Tuesday, November 1, 2011

Things: Supper of the Lamb

Robert Farrar Capon writes:
     "But if man's attention is repaid so handsomely, his inattention costs him dearly.  Every time he diagrams something instead of looking at it, every time he regards not what a thing is but what it can be made to mean to him - every time he substitutes a conceit for a fact - he gets grease all over the kitchen of the world.  Reality slips away from him; and he is left with nothing but the oldest monstrosity in the world: an idol.  Things must be met for themselves.  To take them only for their meaning is to convert them into gods- to make them too important, and therefore to make them unimportant all together.  Idolatry has two faults.  It is not only a slur to the true God; it also insults true things."
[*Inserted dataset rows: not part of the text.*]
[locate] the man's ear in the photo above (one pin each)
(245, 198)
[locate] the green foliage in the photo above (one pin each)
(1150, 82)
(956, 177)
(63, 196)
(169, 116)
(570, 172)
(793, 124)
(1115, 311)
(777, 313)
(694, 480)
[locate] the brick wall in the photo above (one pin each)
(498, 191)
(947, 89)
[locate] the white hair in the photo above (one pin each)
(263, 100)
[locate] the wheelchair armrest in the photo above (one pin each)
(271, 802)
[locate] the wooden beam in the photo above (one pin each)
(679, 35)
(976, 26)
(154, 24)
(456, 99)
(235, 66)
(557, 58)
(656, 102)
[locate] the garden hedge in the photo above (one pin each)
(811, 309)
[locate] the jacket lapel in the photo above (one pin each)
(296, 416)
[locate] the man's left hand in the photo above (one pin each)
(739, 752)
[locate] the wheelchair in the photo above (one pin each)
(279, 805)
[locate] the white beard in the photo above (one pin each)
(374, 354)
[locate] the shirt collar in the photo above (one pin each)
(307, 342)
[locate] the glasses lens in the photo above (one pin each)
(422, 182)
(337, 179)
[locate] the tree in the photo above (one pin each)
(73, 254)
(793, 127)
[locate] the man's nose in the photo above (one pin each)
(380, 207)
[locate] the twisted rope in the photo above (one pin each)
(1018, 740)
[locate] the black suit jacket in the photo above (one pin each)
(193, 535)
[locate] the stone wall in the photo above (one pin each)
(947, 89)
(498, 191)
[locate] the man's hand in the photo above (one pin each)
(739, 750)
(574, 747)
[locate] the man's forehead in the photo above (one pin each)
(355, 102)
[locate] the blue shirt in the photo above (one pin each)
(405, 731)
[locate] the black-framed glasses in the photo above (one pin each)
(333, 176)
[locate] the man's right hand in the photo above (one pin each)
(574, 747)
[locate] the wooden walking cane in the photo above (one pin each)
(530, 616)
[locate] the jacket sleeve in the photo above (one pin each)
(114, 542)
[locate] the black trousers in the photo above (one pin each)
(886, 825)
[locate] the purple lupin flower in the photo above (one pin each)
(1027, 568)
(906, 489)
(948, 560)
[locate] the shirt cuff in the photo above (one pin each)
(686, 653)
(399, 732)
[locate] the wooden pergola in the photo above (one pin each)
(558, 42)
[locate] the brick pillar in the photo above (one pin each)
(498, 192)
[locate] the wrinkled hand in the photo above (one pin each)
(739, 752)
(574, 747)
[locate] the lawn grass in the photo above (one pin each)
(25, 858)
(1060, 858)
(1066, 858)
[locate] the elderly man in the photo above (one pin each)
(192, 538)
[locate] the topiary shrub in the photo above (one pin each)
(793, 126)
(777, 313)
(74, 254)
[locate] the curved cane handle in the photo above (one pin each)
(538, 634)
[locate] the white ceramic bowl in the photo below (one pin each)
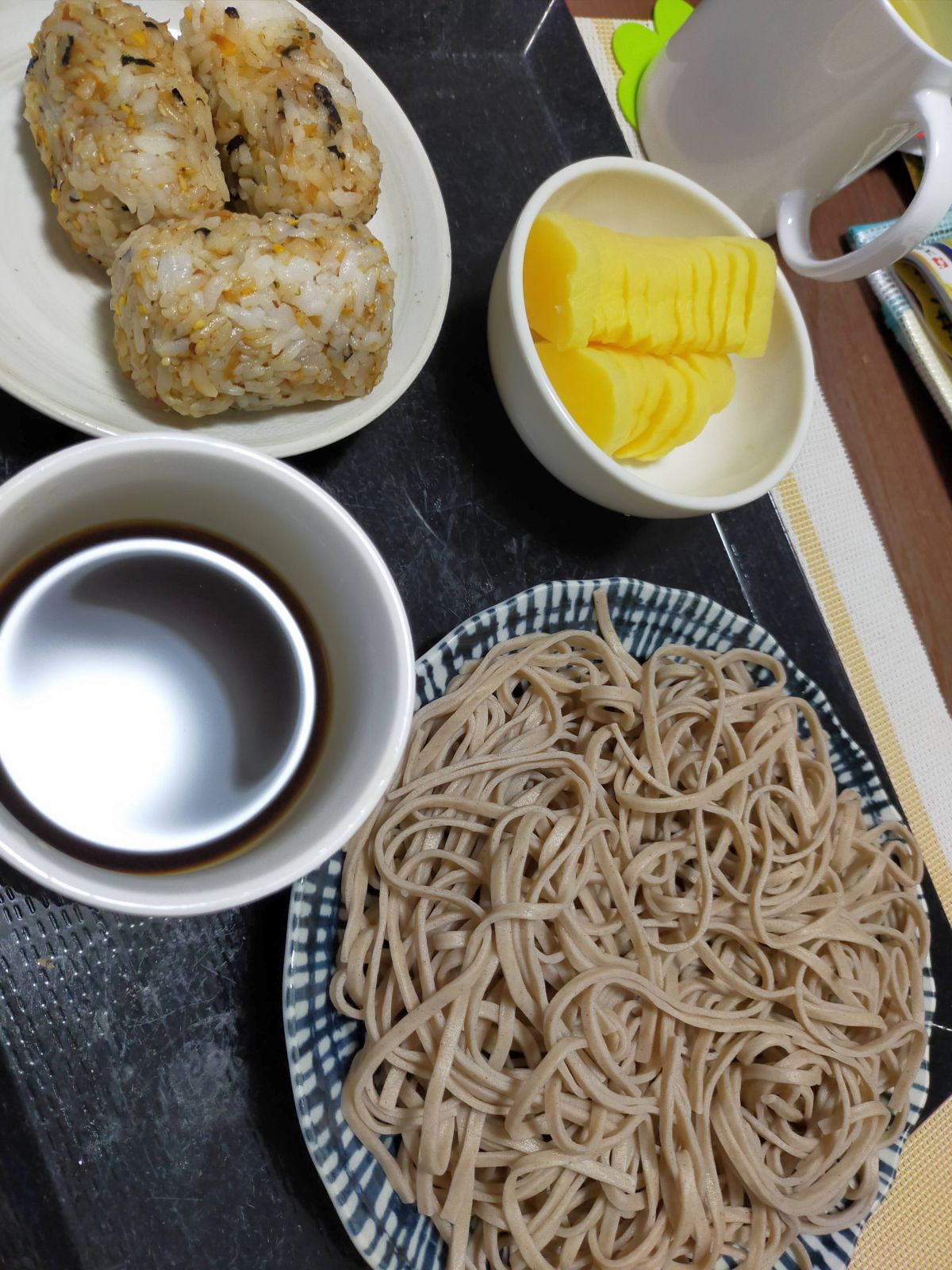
(336, 575)
(56, 329)
(743, 451)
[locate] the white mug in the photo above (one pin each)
(776, 105)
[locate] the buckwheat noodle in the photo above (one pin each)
(640, 987)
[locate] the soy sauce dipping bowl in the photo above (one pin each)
(744, 451)
(285, 521)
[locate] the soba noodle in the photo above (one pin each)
(640, 987)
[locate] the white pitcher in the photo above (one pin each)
(776, 105)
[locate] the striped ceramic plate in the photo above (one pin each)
(386, 1232)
     God loves things.  He loves the world.  So much so that He made His only Son out of atoms and particles. Jesus has real flesh forever.  He made oceans, glaciers, mountains and pumpkins.  He said to the potato bug, "be" and there he was.  And not only did God create all things, but He proclaimed that it was all good.  I always liked the scene in The Magicians Nephew where Aslan is calling Narnia into existence.  He is pacing to and fro and singing mountains and valleys into the new world.  I get the picture of Christ, walking through the world and taking thought of rabbits, sycamore trees, bugs and flowers.  He is pleased to make "stuff."  Not one single atom is out of place in the world that God created.  He, in His endless wisdom made all things beautiful and good.  And we, because we were made in His image, are called to be like Him.  We are called to beautify the world with "stuff."  This may mean baking a really good batch of cookies, or planting a nice garden.  It could be creating wonderful music, or writing poetry.  It means that the mess that the children leave on the living room floor is beautiful too, because they bare His image and create instinctively.
      The philosophers are huge on "forms," or nebulous floating things that cannot be explained or defined.  They love to argue that true wisdom and beauty are "above" the physical creation.  Sad, so so sad.  Who wakes up in the morning and say's...."well, I love the idea of my wife, but she may or may not exist?"  All the while she is laying next to you in bed.  God, the Holy Trinity, does not operate this way.  He is concerned with physical stuff and He made a whole lot of it.  True spirituality comes from God, and He say's....."look at the lilies in the field, and learn from that."  Have we considered the lilies today?????